For both retail and buy-side investors this can lead to the need for looking beyond just ratings to view the overall sentiment that comes with a recommendation. Oftentimes, the true opinions of analysts can be found in their estimates for a company’s sales, earnings, and price targets.

10. Pension Plan “Freeze” and Termination vs. Pension Payments to Workers

Imagine that you worked your whole life and gave your best years to one firm. However, a few years before you are planning to retire, the company freezes the pension plan. Then the year you are ready to get out, they terminate the plan all together and give you a lump sum check instead of a pension check for life. The worst part? It happens often and is perfectly legal.

11. Class Action Lawsuits vs. Justice for the Wronged

So what happens when the “little guy” realizes that he’s been wronged by a large company? More often than not, he’ll probably take the company to court. However, since the little guy usually can’t afford the legal representation required to do battle with a corporate behemoth, he looks for a lawyer who represents a huge group of shareholders in a similar predicament.

For example, say the lives of 1,000 people were ruined by an ill-advised investment purchase. If the victims receive a settlement, the lawyers can command a significant portion of that money, even more than half. For example, a $10 million settlement can be divided into $5,000 each for the plaintiffs and $5 million for the lawyers, and it’s all legal. The “little guy” might get his day in court, but there’s no guarantee that he’ll be getting paid what he deserves, especially if his lawyer wants a big chunk of the settlement as payment for services rendered.

12. Intellectual Property

The Trump Administration shined a spotlight on one of the most questionable acts of businesses, (particularly in China) intellectual property theft. While this category of corporate action borders between legal and illegal, it is an attempt that has potentially helped some Chinese companies rise to greatness. Huawei, for example has taken intense pressure for its competitive culture that appears to promote copying and theft of intellectual property for its own gains.

13. Other Corporate Acts

Intellectual property is not necessarily the only way that competitive companies with dubious ethics seek to gain an edge. Other dubious business practices that can easily fly under the radar can include things like deceiving product marketing, unfair competitive schemes, employee manipulation, environmental affects, and quid pro quo or bribery agreements. Companies may use these tactics for their own gain but they can also come with the risk of lawsuits and shareholder disapproval.

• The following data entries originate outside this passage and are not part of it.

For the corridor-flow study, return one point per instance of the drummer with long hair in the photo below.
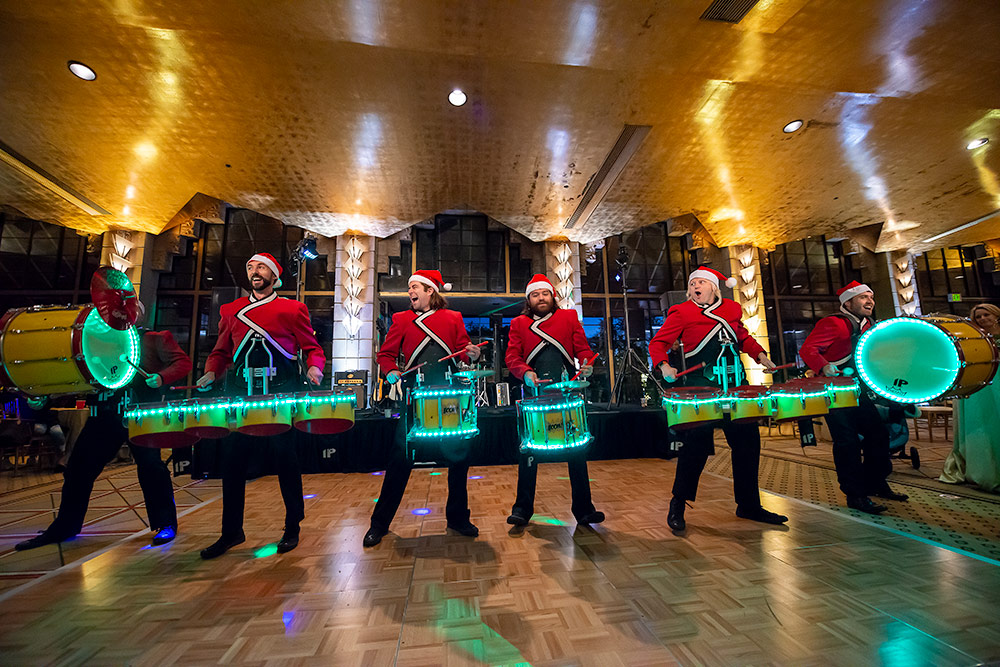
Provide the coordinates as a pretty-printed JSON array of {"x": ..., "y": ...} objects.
[
  {"x": 704, "y": 323},
  {"x": 546, "y": 341},
  {"x": 860, "y": 437}
]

14. Creative and/or Aggressive Accounting

Companies are in business for generating profits and reporting strong performance. Wavering from their grandiose goals can create the motivation for creative and aggressive financial reporting that improves the overall perception of a company’s success.

Numerous companies, including the likes of Enron, WorldCom, and Tyco, have made history for their illegal practices related to creative accounting. However, not all creative and aggressive accounting methods are necessarily illegal. There are a broad range of ways a company can potentially seek to boost its results, often just before earnings reporting. Some of these schemes may include creative non-GAAP reporting, an emphasis on IFRS results, lack of disclosure for troubled situations, stock issuance and buyback programs, revenue and expense timing, asset holdings and sales, pension planning, and auspicious use of derivatives.

The Sarbanes–Oxley Act of 2002 implemented a much stronger framework for public company, financial reporting, which has helped to ease some of the risks for investors. However, executives in the trenches have a keen understanding of their own financial reporting and the best creative measures for presenting the most propitious results to their stakeholders.

The Bottom Line

It might be hard to believe that some of these ethically dubious business practices are alive and thriving, while also legal and potentially legitimate in the eyes of lawmakers. However, being aware of these unscrupulous methods can help you avoid them as best you can. The examples above are just a few instances of where the law may not necessarily provide the most appropriate protections, despite the best intentions of regulators.